I would say that stamina is more important because of the
fact you’re running 6.24miles, it’s longer than the average person would run.
Top 10 Tips
1. Invest in a good pair of running trainers. Asics are
the best around.
2. Get some comfortable, breathable kit. If you feel
good when you train then you train well.
3. Stick to your training routine. It sound simple, but
people always like to skip days here and there. You wouldn’t walk into a maths
test without revising.
4. Don’t try and run before you can crawl. Gradually
build up (progression). Listen to your body – take a day off if you have to.
5. Don’t be too hard on yourself. Don’t compare
yourself to top long-distance runners and be realistic.
6. Try and do at least one speed session every week. Try
and run at a faster speed that you can maintain during key parts of the race.
7. Over-distance training is vital. Try and run at
least seven miles once-a-week because it gives you a psychological edge going
into the race because you would have exceeded the race mileage six or seven
times.

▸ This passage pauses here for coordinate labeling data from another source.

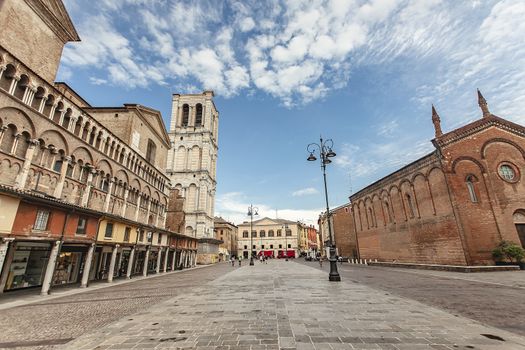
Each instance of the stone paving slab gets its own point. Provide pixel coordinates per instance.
(284, 305)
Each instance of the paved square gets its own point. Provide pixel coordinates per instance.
(285, 305)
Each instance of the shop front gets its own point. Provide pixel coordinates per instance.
(70, 264)
(152, 261)
(27, 265)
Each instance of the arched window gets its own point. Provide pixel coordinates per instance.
(185, 115)
(150, 152)
(388, 214)
(410, 205)
(470, 180)
(198, 115)
(371, 214)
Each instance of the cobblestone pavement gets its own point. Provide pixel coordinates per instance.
(492, 298)
(284, 305)
(50, 322)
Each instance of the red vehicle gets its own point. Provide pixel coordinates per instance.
(283, 253)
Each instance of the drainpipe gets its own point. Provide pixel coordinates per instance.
(95, 247)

It will make the 10k easier because it will be a smaller distance.
8. Eat at least two hours before the race. Don’t eat
anything too heavy and don’t eat anything you have never eaten before. Eat
something that is quite high in carbs like porridge or toast. Don’t drink too
much water – one litre before the race is more than enough.
9. Get as much sleep as you can leading up to the race. People
get nervous the night before so it is good to get those extra hours during the
10. Always go in with a target. If you target 60
minutes then you need to target six minutes per kilometre.